Can you play Arc Raiders solo?

Yes. Turn Fill Squad to Off on the Play menu before you queue, and you drop into the raid alone with no random teammates. You still share the map with other players, but the game tries to keep solos matched against other solos.

Does Arc Raiders have a PvE-only mode?

No. As of mid-2026 there is no dedicated PvE-only mode and no offline single-player. Every raid is shared with real players. Solo play plus the game's aggression-based matchmaking is the closest you get to a PvE experience.

Is Arc Raiders aggression-based matchmaking real?

Yes. Embark matchmakes partly on how prone you are to PvP versus PvE, so low-aggression solo players gradually filter into calmer lobbies. It reduces hostile encounters but never guarantees you will not be attacked.

How do you turn off random teammates in Arc Raiders?
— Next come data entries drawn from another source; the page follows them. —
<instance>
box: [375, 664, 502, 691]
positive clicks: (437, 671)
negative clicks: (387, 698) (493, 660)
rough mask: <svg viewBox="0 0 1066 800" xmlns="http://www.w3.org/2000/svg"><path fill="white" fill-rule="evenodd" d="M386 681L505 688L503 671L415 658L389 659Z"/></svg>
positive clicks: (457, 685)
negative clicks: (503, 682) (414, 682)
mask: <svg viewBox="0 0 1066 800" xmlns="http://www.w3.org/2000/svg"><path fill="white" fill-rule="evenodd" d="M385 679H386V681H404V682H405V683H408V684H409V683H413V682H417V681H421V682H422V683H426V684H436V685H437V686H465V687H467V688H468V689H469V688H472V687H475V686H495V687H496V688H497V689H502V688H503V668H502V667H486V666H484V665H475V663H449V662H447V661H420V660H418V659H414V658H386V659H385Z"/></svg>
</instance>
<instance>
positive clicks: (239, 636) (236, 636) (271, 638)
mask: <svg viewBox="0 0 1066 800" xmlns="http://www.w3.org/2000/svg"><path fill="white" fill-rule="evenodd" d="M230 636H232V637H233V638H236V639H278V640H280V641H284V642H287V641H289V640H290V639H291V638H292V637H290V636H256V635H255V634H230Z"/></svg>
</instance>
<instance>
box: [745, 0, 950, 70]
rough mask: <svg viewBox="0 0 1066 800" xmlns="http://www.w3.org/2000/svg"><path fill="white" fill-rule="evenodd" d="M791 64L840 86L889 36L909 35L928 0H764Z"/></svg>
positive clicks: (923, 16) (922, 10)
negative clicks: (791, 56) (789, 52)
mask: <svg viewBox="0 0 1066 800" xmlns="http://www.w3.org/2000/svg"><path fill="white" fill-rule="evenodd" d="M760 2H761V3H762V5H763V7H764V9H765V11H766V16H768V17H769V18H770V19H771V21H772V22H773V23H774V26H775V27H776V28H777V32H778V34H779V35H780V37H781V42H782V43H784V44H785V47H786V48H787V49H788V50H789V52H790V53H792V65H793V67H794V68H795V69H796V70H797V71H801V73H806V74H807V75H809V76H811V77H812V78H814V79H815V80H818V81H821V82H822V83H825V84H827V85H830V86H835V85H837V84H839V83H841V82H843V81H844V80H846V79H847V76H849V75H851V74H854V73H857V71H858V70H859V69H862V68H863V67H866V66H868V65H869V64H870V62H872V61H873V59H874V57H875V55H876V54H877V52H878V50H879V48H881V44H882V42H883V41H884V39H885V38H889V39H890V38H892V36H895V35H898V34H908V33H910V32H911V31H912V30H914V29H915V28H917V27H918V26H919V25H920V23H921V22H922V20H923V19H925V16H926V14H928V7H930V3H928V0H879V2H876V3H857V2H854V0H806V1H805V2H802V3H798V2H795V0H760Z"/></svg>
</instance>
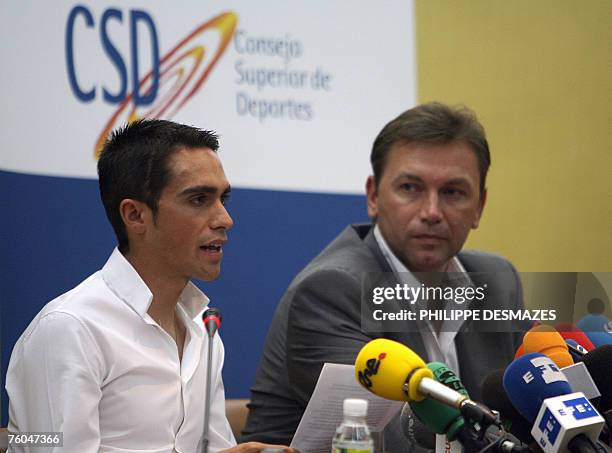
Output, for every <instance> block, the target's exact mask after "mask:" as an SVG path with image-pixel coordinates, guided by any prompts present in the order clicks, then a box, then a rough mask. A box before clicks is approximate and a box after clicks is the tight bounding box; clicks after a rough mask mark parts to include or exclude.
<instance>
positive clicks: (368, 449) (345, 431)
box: [332, 398, 374, 453]
mask: <svg viewBox="0 0 612 453" xmlns="http://www.w3.org/2000/svg"><path fill="white" fill-rule="evenodd" d="M343 411H344V420H342V424H340V426H338V428H337V429H336V434H335V435H334V440H333V441H332V453H373V452H374V440H373V439H372V435H371V433H370V428H368V425H367V424H366V421H365V416H366V414H367V412H368V402H367V401H366V400H361V399H354V398H347V399H345V400H344V405H343Z"/></svg>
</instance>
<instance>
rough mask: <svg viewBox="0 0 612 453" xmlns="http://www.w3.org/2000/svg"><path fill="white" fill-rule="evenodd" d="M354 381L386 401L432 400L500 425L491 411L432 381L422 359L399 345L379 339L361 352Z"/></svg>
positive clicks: (467, 414)
mask: <svg viewBox="0 0 612 453" xmlns="http://www.w3.org/2000/svg"><path fill="white" fill-rule="evenodd" d="M355 377H356V379H357V381H358V382H359V383H360V384H361V385H362V386H363V387H365V388H366V389H367V390H369V391H370V392H372V393H374V394H375V395H378V396H381V397H383V398H385V399H390V400H398V401H408V402H412V401H423V399H425V398H426V397H427V396H430V397H431V398H433V399H435V400H438V401H440V402H442V403H444V404H446V405H447V406H451V407H455V408H456V409H459V411H460V412H461V414H462V415H463V416H464V417H466V418H467V419H469V420H471V421H473V422H476V423H479V424H481V425H485V426H488V425H491V424H499V420H498V417H497V416H496V415H495V414H494V413H493V412H491V410H490V409H489V408H487V407H485V406H483V405H482V404H479V403H476V402H475V401H472V400H471V399H469V398H468V397H467V396H465V395H462V394H461V393H459V392H457V391H456V390H453V389H451V388H449V387H447V386H445V385H444V384H441V383H440V382H437V381H436V380H434V379H432V378H433V372H432V371H431V370H430V369H429V368H427V366H426V365H425V362H424V361H423V359H421V358H420V357H419V356H418V355H417V354H416V353H415V352H414V351H412V350H411V349H410V348H408V347H407V346H404V345H403V344H401V343H398V342H396V341H392V340H387V339H385V338H377V339H375V340H372V341H370V342H368V343H367V344H366V345H365V346H364V347H363V348H361V351H359V354H357V359H356V360H355Z"/></svg>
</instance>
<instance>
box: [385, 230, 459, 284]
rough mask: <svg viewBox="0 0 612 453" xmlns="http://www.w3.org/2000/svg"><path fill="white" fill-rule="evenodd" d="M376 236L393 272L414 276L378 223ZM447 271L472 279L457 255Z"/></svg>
mask: <svg viewBox="0 0 612 453" xmlns="http://www.w3.org/2000/svg"><path fill="white" fill-rule="evenodd" d="M374 238H375V239H376V243H377V244H378V247H380V251H381V252H382V254H383V256H384V257H385V260H387V263H389V266H391V269H393V272H395V274H397V275H401V274H402V273H407V274H410V275H411V276H412V272H410V271H409V270H408V268H407V267H406V266H405V265H404V263H402V262H401V261H400V259H399V258H398V257H397V256H395V253H393V251H392V250H391V248H390V247H389V245H388V244H387V241H386V240H385V238H384V237H383V235H382V232H381V231H380V228H379V227H378V224H376V225H374ZM447 272H448V273H457V274H461V275H462V276H463V277H464V278H465V279H466V280H468V281H471V279H470V277H469V275H468V274H467V272H466V271H465V268H464V267H463V265H462V264H461V261H459V258H457V257H456V256H454V257H453V259H452V260H451V261H450V265H449V267H448V270H447Z"/></svg>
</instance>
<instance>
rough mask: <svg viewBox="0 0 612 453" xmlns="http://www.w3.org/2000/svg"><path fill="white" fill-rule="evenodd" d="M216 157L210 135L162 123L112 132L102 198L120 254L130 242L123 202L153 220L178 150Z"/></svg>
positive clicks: (155, 213)
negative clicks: (169, 159) (187, 151)
mask: <svg viewBox="0 0 612 453" xmlns="http://www.w3.org/2000/svg"><path fill="white" fill-rule="evenodd" d="M185 148H187V149H194V148H208V149H210V150H212V151H215V152H216V151H217V149H218V148H219V140H218V138H217V135H216V134H215V133H214V132H212V131H206V130H202V129H198V128H195V127H191V126H186V125H184V124H177V123H173V122H172V121H165V120H138V121H134V122H132V123H130V124H127V125H125V126H123V127H121V128H119V129H116V130H115V131H113V132H112V133H111V134H110V136H109V137H108V139H107V140H106V142H105V143H104V146H103V147H102V151H101V152H100V159H99V160H98V178H99V185H100V198H101V199H102V204H103V205H104V209H105V210H106V216H107V217H108V220H109V222H110V224H111V226H112V227H113V230H114V231H115V235H116V236H117V241H118V246H119V250H120V251H121V252H122V253H126V252H128V251H129V241H128V237H127V232H126V229H125V225H124V223H123V220H122V219H121V214H120V213H119V205H120V204H121V201H122V200H124V199H126V198H131V199H134V200H138V201H142V202H144V203H146V204H147V206H149V207H150V208H151V210H152V211H153V215H154V216H155V215H156V214H157V207H158V202H159V197H160V196H161V193H162V191H163V189H164V188H165V187H166V185H167V184H168V182H169V180H170V177H171V175H170V170H169V168H168V164H167V163H168V160H169V158H170V156H171V155H172V154H173V153H175V152H177V151H179V150H181V149H185Z"/></svg>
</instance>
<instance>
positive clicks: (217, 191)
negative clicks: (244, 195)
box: [179, 184, 232, 196]
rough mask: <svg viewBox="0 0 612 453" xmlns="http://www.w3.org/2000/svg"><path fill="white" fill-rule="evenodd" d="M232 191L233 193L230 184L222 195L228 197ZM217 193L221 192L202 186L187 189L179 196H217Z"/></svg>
mask: <svg viewBox="0 0 612 453" xmlns="http://www.w3.org/2000/svg"><path fill="white" fill-rule="evenodd" d="M231 191H232V187H231V186H230V185H229V184H228V185H227V186H226V187H225V189H224V190H223V191H222V193H223V194H224V195H226V194H228V193H230V192H231ZM217 192H219V188H218V187H215V186H206V185H202V186H193V187H187V188H186V189H184V190H182V191H181V192H180V193H179V196H184V195H193V194H199V193H207V194H216V193H217Z"/></svg>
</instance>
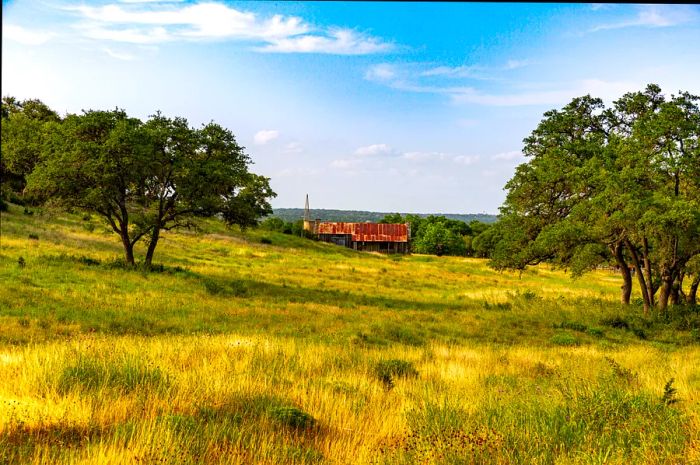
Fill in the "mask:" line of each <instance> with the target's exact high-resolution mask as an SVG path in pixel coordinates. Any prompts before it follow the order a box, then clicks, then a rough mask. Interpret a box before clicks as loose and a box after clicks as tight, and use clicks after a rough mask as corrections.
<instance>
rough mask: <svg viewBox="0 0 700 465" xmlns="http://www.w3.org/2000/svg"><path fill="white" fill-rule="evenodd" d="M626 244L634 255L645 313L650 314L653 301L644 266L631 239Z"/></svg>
mask: <svg viewBox="0 0 700 465" xmlns="http://www.w3.org/2000/svg"><path fill="white" fill-rule="evenodd" d="M625 244H626V245H627V248H628V249H629V251H630V255H631V256H632V263H633V264H634V267H635V269H636V273H635V274H636V275H637V280H638V281H639V287H640V289H641V291H642V301H643V302H644V314H645V315H648V314H649V310H650V309H651V301H650V299H649V291H648V287H647V284H646V282H645V279H644V273H642V267H641V266H640V265H641V264H640V262H639V256H638V255H637V251H636V250H635V248H634V246H633V245H632V243H631V242H630V241H625Z"/></svg>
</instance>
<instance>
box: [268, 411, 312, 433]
mask: <svg viewBox="0 0 700 465" xmlns="http://www.w3.org/2000/svg"><path fill="white" fill-rule="evenodd" d="M269 416H270V418H271V419H272V420H274V421H275V422H277V423H280V424H282V425H283V426H286V427H289V428H294V429H308V428H312V427H313V426H314V425H315V424H316V419H315V418H314V417H312V416H311V415H310V414H308V413H306V412H305V411H303V410H302V409H300V408H298V407H276V408H273V409H271V410H270V413H269Z"/></svg>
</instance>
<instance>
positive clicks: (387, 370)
mask: <svg viewBox="0 0 700 465" xmlns="http://www.w3.org/2000/svg"><path fill="white" fill-rule="evenodd" d="M374 375H375V377H376V378H377V379H378V380H379V381H381V382H382V383H383V384H384V387H385V388H386V389H387V390H389V389H391V388H393V387H394V378H415V377H417V376H418V370H416V367H415V366H414V365H413V363H411V362H408V361H406V360H398V359H392V360H382V361H380V362H378V363H377V364H376V365H375V367H374Z"/></svg>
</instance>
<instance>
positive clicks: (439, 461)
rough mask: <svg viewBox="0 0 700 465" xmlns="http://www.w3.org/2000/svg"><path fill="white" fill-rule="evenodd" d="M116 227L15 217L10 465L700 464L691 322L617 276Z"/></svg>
mask: <svg viewBox="0 0 700 465" xmlns="http://www.w3.org/2000/svg"><path fill="white" fill-rule="evenodd" d="M86 222H89V223H90V224H91V225H92V226H91V227H86V226H85V223H86ZM104 231H105V229H104V225H102V224H100V223H99V222H98V221H97V219H95V218H90V219H89V220H85V219H83V217H81V216H80V215H75V216H72V215H63V216H54V217H51V216H48V215H46V214H43V215H42V214H41V212H37V213H36V214H35V215H32V217H28V216H26V215H22V214H21V210H17V208H16V207H14V206H12V205H11V206H10V209H9V211H8V212H7V213H2V241H1V243H0V277H1V279H2V284H3V287H2V289H0V325H1V326H0V338H1V339H0V341H1V342H0V463H18V464H19V463H22V464H23V463H66V464H68V463H71V464H72V463H86V464H87V463H91V464H92V463H97V464H100V463H104V464H113V463H133V464H137V463H138V464H142V463H172V464H180V463H185V464H187V463H192V464H194V463H227V464H229V463H230V464H250V463H261V464H277V463H297V464H315V463H338V464H345V463H358V464H414V463H428V464H445V463H448V464H478V463H482V464H492V463H501V464H531V463H534V464H602V463H605V464H617V463H619V464H622V463H643V464H644V463H646V464H690V463H698V462H699V461H700V345H698V342H700V341H698V340H697V331H698V328H700V325H699V324H698V322H699V319H698V314H697V313H696V312H695V310H693V309H676V310H674V312H675V314H671V315H669V316H666V317H664V318H660V317H649V318H644V317H642V316H641V312H640V311H639V310H640V309H638V308H637V307H634V306H633V307H632V308H623V307H620V306H619V305H618V304H617V303H615V300H616V297H617V296H616V292H617V290H618V289H619V283H618V281H617V277H616V276H614V275H611V274H607V273H603V272H599V273H593V274H592V275H589V276H586V277H584V278H582V279H580V280H577V281H571V280H570V278H568V277H567V276H565V275H564V274H563V273H561V272H559V271H553V270H549V269H547V268H546V267H539V268H537V269H535V270H533V271H531V272H526V273H524V274H523V275H522V276H519V275H517V274H508V273H502V274H499V273H495V272H493V271H491V270H489V269H488V268H487V267H485V265H484V263H483V261H480V260H473V259H460V258H448V257H441V258H437V257H425V256H413V257H400V258H396V257H393V258H392V257H383V256H376V255H371V254H358V253H355V252H352V251H348V250H344V249H339V248H335V247H333V246H328V245H325V244H317V243H312V242H308V241H305V240H302V239H299V238H293V237H290V236H284V235H281V234H280V235H276V234H274V233H269V232H266V233H265V237H267V238H269V239H270V240H271V242H272V244H261V243H260V240H259V238H260V237H261V235H260V233H258V232H256V231H248V232H246V233H245V235H244V234H242V233H241V232H239V231H227V230H225V229H223V228H221V227H220V226H218V225H217V224H216V223H206V224H205V225H204V231H203V233H204V234H202V235H195V234H192V233H187V232H182V233H176V234H172V233H171V234H167V235H165V237H164V241H163V244H162V248H160V245H159V250H158V254H159V255H157V258H158V259H159V260H162V263H163V266H162V267H158V268H157V269H156V271H155V272H149V273H145V272H142V271H139V270H128V269H124V268H123V267H120V266H117V265H116V263H118V262H115V258H116V257H118V254H119V246H118V243H117V241H116V240H115V237H112V235H110V234H108V233H106V232H104ZM30 234H34V235H36V236H38V239H35V238H31V239H30V238H29V235H30ZM20 256H21V257H23V258H24V262H25V263H24V266H23V267H22V266H19V264H18V258H19V257H20ZM694 331H695V332H694Z"/></svg>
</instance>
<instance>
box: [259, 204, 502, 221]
mask: <svg viewBox="0 0 700 465" xmlns="http://www.w3.org/2000/svg"><path fill="white" fill-rule="evenodd" d="M388 214H389V213H383V212H366V211H355V210H326V209H321V208H313V209H311V218H312V219H317V218H318V219H321V220H324V221H346V222H360V223H363V222H366V221H369V222H373V223H375V222H377V221H379V220H381V219H382V218H384V217H385V216H386V215H388ZM401 214H402V215H406V213H401ZM431 214H432V215H435V216H444V217H446V218H450V219H453V220H460V221H464V222H466V223H469V222H470V221H472V220H477V221H481V222H483V223H494V222H495V221H496V218H497V216H496V215H490V214H488V213H467V214H461V213H416V215H418V216H422V217H426V216H430V215H431ZM271 216H275V217H277V218H280V219H282V220H284V221H296V220H298V219H301V218H303V217H304V209H303V208H276V209H275V210H274V212H273V213H272V215H271Z"/></svg>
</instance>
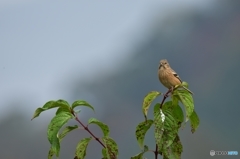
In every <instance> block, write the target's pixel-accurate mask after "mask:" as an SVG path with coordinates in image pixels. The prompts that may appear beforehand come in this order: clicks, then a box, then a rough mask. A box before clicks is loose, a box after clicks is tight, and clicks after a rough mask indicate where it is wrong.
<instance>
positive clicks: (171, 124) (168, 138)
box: [163, 110, 178, 147]
mask: <svg viewBox="0 0 240 159" xmlns="http://www.w3.org/2000/svg"><path fill="white" fill-rule="evenodd" d="M163 113H164V114H165V121H164V126H163V129H164V134H163V141H164V143H163V144H164V147H168V146H170V145H171V144H172V142H173V140H174V139H175V137H176V135H177V133H178V124H177V122H176V120H175V119H174V117H173V116H172V113H171V111H169V110H163Z"/></svg>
On the Play menu, bottom-right, switch the Fill Squad option to Off before you queue. You then queue solo, raid solo and extract solo, with no squad, no voice chat with strangers and no babysitting.

What is aggression-based matchmaking in Arc Raiders?

Embark ranks players on a spectrum by how often they shoot other raiders and tries to put killers with killers and looters with looters. Play peacefully and the system gradually slots you into calmer company, though it never guarantees you will not be attacked.

How many Arc Raiders players actually want PvE?

Embark have said roughly 30 percent of players engage almost purely with PvE, another 30 percent are PvP enthusiasts, and the remaining 40 percent flit between the two. Wanting a quiet run puts you with a third of the player base, not on the fringe.